I am trying to deploy a production cluster for my Flink program. I am using a standard hadoop-core EMR cluster with Flink 1.3.2 installed, using YARN to run it.

I am trying to configure my RocksDB to write my checkpoints to an S3 bucket. I am trying to go through these docs: https://ci.apache.org/projects/flink/flink-docs-release-1.3/setup/aws.html#set-s3-filesystem. The problem seems to be getting the dependencies working correctly. I receive this error when trying run the program:

java.lang.NoSuchMethodError: org.apache.hadoop.conf.Configuration.addResource(Lorg/apache/hadoop/conf/Configuration;)V
    at com.amazon.ws.emr.hadoop.fs.EmrFileSystem.initialize(EmrFileSystem.java:93)
    at org.apache.flink.runtime.fs.hdfs.HadoopFileSystem.initialize(HadoopFileSystem.java:328)
    at org.apache.flink.core.fs.FileSystem.getUnguardedFileSystem(FileSystem.java:350)
    at org.apache.flink.core.fs.FileSystem.get(FileSystem.java:389)
    at org.apache.flink.core.fs.Path.getFileSystem(Path.java:293)
    at org.apache.flink.runtime.state.filesystem.FsCheckpointStreamFactory.<init>(FsCheckpointStreamFactory.java:99)
    at org.apache.flink.runtime.state.filesystem.FsStateBackend.createStreamFactory(FsStateBackend.java:282)
    at org.apache.flink.contrib.streaming.state.RocksDBStateBackend.createStreamFactory(RocksDBStateBackend.java:273    

I have tried both leaving and adjusting the core-site.xml and leaving it as is. I have tried setting the HADOOP_CLASSPATH to the /usr/lib/hadoop/share that contains(what I assume are) most of the JARs described in the above guide. I tried downloading the hadoop 2.7.2 binaries, and copying over them into the flink/libs directory. All resulting in the same error.

Has anyone successfully gotten Flink being able to write to S3 on EMR?

EDIT: My cluster setup

AWS Portal:

1) EMR -> Create Cluster
2) Advanced Options
3) Release = emr-5.8.0
4) Only select Hadoop 2.7.3
5) Next -> Next -> Next -> Create Cluster ( I do fill out names/keys/etc)

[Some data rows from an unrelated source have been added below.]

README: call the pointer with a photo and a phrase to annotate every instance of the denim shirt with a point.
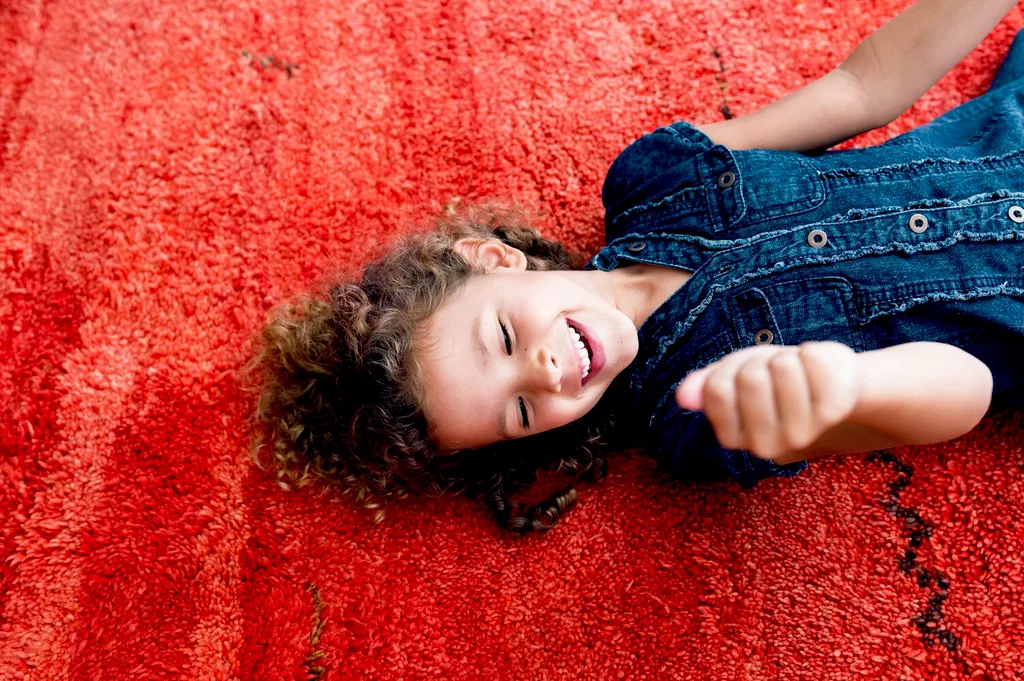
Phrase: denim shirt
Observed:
(921, 238)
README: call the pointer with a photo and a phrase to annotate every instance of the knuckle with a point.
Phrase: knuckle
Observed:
(752, 376)
(784, 363)
(797, 438)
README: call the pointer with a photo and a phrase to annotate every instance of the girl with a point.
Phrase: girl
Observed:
(760, 302)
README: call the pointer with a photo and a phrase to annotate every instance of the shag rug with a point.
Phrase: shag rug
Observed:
(170, 171)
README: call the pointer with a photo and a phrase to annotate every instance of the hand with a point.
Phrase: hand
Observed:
(774, 399)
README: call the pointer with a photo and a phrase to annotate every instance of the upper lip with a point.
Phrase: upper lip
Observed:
(574, 354)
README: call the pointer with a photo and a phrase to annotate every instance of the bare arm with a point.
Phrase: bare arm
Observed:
(879, 81)
(914, 393)
(899, 61)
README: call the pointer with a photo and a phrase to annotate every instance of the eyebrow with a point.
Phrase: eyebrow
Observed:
(503, 426)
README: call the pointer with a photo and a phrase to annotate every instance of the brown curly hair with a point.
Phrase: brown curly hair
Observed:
(340, 397)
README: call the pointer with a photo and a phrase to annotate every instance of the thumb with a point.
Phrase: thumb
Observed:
(689, 394)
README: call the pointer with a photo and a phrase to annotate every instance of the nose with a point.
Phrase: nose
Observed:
(545, 371)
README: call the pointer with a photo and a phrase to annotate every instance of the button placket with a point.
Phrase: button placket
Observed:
(817, 239)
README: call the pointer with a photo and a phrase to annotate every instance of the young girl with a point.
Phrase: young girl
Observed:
(760, 302)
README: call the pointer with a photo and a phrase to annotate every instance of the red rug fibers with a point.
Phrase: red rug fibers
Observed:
(169, 171)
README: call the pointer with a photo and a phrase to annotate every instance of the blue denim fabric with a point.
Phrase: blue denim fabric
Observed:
(921, 238)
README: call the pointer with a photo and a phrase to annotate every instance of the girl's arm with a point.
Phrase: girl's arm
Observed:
(902, 59)
(880, 80)
(790, 403)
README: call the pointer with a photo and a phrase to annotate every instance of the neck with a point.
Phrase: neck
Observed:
(633, 290)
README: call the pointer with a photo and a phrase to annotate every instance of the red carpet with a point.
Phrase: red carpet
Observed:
(169, 171)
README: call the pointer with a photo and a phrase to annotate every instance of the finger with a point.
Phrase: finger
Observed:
(793, 400)
(832, 394)
(720, 403)
(756, 403)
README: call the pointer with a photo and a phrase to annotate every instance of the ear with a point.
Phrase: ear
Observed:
(489, 254)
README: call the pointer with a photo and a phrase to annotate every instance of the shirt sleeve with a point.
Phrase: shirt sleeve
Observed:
(653, 167)
(685, 445)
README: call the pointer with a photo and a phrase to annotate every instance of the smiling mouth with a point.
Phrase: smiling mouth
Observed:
(587, 356)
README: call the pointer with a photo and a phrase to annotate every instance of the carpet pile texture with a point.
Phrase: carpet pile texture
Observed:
(170, 171)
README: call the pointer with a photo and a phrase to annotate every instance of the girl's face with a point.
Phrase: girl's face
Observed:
(501, 358)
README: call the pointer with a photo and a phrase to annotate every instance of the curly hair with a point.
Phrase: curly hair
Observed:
(341, 398)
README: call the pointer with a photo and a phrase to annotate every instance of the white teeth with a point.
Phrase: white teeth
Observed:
(582, 350)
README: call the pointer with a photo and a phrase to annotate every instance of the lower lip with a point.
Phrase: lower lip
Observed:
(596, 350)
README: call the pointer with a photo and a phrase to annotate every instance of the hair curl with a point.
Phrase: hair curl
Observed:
(340, 397)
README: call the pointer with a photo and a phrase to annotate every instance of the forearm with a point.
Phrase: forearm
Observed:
(899, 61)
(914, 393)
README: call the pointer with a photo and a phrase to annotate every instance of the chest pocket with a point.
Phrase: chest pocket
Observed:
(791, 312)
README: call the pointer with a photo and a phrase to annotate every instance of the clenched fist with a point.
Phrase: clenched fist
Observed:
(772, 399)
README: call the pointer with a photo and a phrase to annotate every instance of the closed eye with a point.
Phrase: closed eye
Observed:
(522, 410)
(508, 341)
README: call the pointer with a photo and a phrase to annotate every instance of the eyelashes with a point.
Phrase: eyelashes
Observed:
(521, 401)
(508, 341)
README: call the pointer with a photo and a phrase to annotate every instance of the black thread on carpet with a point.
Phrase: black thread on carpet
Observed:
(724, 108)
(929, 622)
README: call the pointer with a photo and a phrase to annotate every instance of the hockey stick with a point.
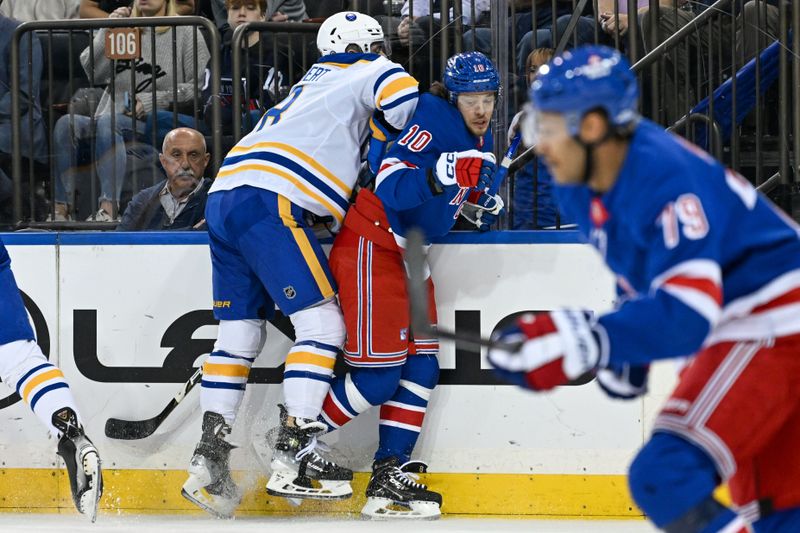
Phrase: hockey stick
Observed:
(418, 299)
(502, 170)
(139, 429)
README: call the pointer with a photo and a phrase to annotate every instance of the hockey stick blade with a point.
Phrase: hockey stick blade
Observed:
(139, 429)
(418, 299)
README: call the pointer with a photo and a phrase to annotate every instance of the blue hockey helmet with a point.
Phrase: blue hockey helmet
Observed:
(470, 72)
(584, 79)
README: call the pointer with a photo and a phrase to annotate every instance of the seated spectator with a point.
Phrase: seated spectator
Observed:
(123, 115)
(179, 201)
(750, 38)
(481, 38)
(100, 9)
(533, 204)
(29, 10)
(185, 8)
(32, 139)
(259, 80)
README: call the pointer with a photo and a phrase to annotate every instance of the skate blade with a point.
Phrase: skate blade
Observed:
(386, 509)
(89, 501)
(214, 505)
(282, 483)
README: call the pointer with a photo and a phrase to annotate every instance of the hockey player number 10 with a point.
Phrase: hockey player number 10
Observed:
(123, 43)
(686, 211)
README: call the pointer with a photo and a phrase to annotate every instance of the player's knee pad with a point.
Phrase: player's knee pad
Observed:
(244, 338)
(671, 479)
(422, 370)
(322, 323)
(17, 358)
(375, 385)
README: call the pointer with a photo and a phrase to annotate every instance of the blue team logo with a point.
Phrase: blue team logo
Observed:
(42, 337)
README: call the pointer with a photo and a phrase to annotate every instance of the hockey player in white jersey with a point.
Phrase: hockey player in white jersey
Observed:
(300, 161)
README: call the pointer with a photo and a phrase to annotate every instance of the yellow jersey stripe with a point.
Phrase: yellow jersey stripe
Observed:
(308, 358)
(345, 65)
(233, 371)
(38, 380)
(332, 209)
(300, 237)
(400, 84)
(377, 134)
(301, 155)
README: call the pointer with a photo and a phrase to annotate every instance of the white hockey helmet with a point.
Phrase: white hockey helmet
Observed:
(341, 30)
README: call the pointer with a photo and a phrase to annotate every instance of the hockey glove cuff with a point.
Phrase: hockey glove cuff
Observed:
(557, 347)
(482, 209)
(626, 383)
(471, 168)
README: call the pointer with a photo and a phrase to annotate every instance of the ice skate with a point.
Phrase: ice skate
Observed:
(393, 493)
(298, 470)
(82, 462)
(210, 485)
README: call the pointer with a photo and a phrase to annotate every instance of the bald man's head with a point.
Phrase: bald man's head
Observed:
(184, 158)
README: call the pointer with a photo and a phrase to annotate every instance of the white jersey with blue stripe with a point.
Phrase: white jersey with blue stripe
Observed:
(308, 147)
(700, 256)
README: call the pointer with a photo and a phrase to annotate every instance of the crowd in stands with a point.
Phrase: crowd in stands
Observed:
(108, 148)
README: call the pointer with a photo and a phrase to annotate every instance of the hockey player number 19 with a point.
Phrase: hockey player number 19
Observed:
(686, 211)
(415, 139)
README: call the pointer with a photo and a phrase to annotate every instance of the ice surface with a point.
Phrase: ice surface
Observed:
(14, 522)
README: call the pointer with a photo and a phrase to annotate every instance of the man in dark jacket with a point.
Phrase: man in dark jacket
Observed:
(177, 203)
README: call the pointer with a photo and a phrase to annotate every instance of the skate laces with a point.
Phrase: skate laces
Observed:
(407, 478)
(311, 447)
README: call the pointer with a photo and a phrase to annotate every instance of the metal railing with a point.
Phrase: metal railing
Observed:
(691, 74)
(98, 24)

Once the cluster is up I ssh into the Master and do the following:

1  wget http://apache.claz.org/flink/flink-1.3.2/flink-1.3.2-bin-hadoop27-scala_2.11.tgz
2  tar -xzf flink-1.3.2-bin-hadoop27-scala_2.11.tgz
3  cd flink-1.3.2
4  ./bin/yarn-session.sh -n 2 -tm 5120 -s 4 -d
5  Change conf/flink-conf.yaml 
6  ./bin/flink run -m yarn-cluster -yn 1 ~/flink-consumer.jar

My conf/flink-conf.yaml I add the following fields:

state.backend: rocksdb
state.backend.fs.checkpointdir: s3:/bucket/location
state.checkpoints.dir: s3:/bucket/location

My program's checkpointing setup:

env.enableCheckpointing(getCheckpointRate,CheckpointingMode.EXACTLY_ONCE)
env.getCheckpointConfig.enableExternalizedCheckpoints(ExternalizedCheckpointCleanup.RETAIN_ON_CANCELLATION)
env.getCheckpointConfig.setMinPauseBetweenCheckpoints(getCheckpointMinPause)
env.getCheckpointConfig.setCheckpointTimeout(getCheckpointTimeout)
env.getCheckpointConfig.setMaxConcurrentCheckpoints(1)
env.setStateBackend(new RocksDBStateBackend("s3://bucket/location", true))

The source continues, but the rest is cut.